When Kevin Winter floated the Fraser River last year he and his party didn’t see a single salmon.

He knew about the Big Bar slide which blocked the passage but was unaware of the work being done to clear the obstruction to let fish pass.

“I didn’t know anything about the recovery project, I thought that might be it,” he said.

He’s been floating the Fraser every spawning season for 20 years and this year was remarkable.

“I’ve never seen so many salmon in one float trip,” he said.

He takes the trip from the old wooden bridge near the Tete Jaune Lodge to a gravel bar connected to Old Tete Jaune Road – about a 10 km trip.

“They may come in waves, and we might have caught it at the perfect time,” he said.

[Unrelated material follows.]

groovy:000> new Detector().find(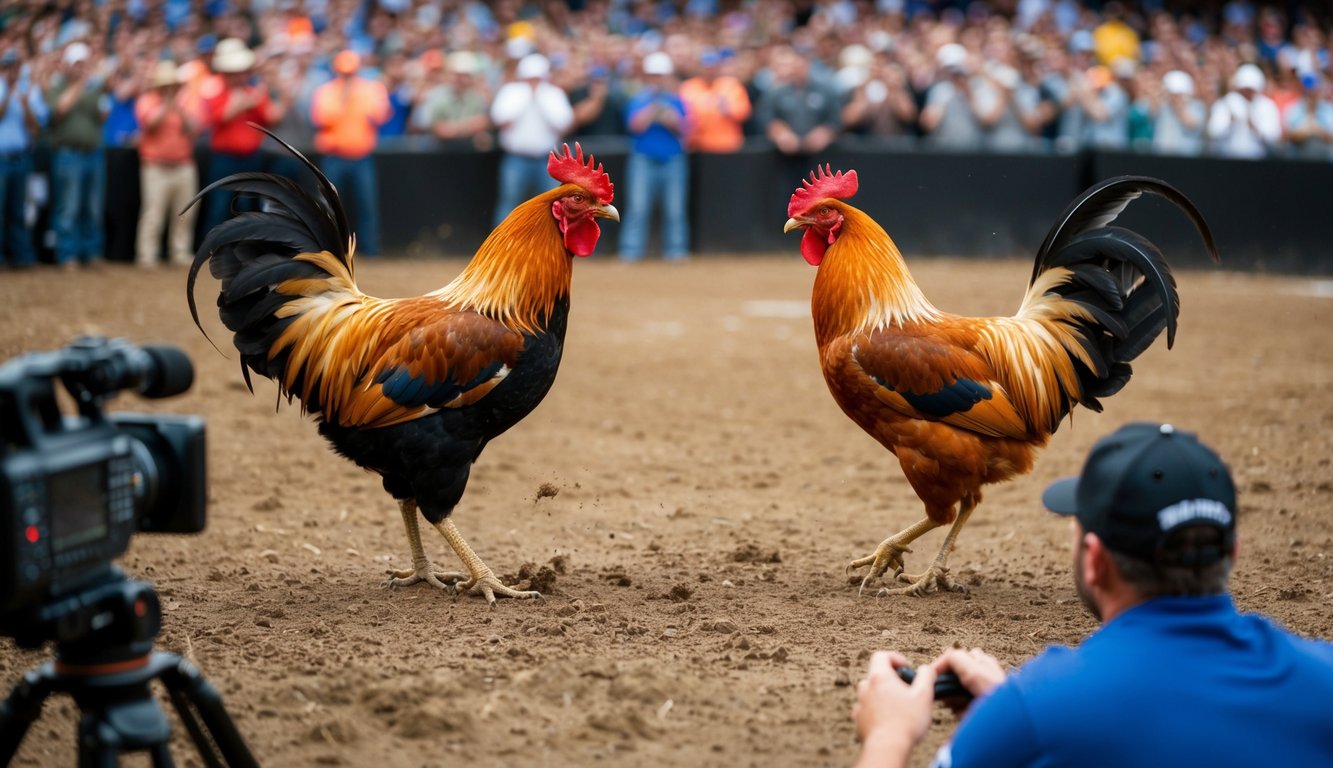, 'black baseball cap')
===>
[1041,423,1236,565]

“The remarkable part about the whole thing there was a larger number in the regular spawning spots, but they were all over the place, swimming at the mouth of Tete Creek, and the McLennan.”

With him was JP McCarthy, a former Tete Jaune resident who worked in the Fraser to help fish pass the newly created rapids at Big Bar.

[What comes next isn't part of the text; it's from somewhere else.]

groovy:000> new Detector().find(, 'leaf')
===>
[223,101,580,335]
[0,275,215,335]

“We saw more fish (in Swift Creek) than we have seen there in a long time, it was just impressive,” said McCarthy.

“Eagles were in super strong numbers following suit.”

The salmon run in this region has recently been classified as endangered by the Committee on the Status of Endangered Wildlife in Canada.

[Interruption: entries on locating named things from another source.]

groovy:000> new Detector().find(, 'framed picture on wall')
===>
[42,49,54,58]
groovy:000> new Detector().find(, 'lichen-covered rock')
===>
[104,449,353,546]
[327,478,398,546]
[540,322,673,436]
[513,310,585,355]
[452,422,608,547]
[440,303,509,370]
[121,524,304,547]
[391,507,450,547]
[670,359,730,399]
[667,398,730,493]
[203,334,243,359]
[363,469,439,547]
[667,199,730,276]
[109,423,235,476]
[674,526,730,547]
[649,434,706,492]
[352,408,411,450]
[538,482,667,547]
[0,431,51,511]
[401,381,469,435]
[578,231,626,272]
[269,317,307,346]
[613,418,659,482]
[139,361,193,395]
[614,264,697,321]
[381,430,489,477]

Curtis Culp has been watching the chinook in the region for a very long time and while his contacts in the Department of Fisheries and Oceans aren’t overjoyed with the salmon returns this year, as they are still below what they should be.

“After last year, any that show up is great,” said Culp.

He said classifying the fish as endangered is good.

“Maybe they will leave them alone. There is too much money wrapped up in them, commercial fisheries, sports fisheries, native fisheries. Most of them realize we are short of the Chinook.”

He has hope for the future. “They are a big, tough fish. I’m certainly hopeful they are going to come back.”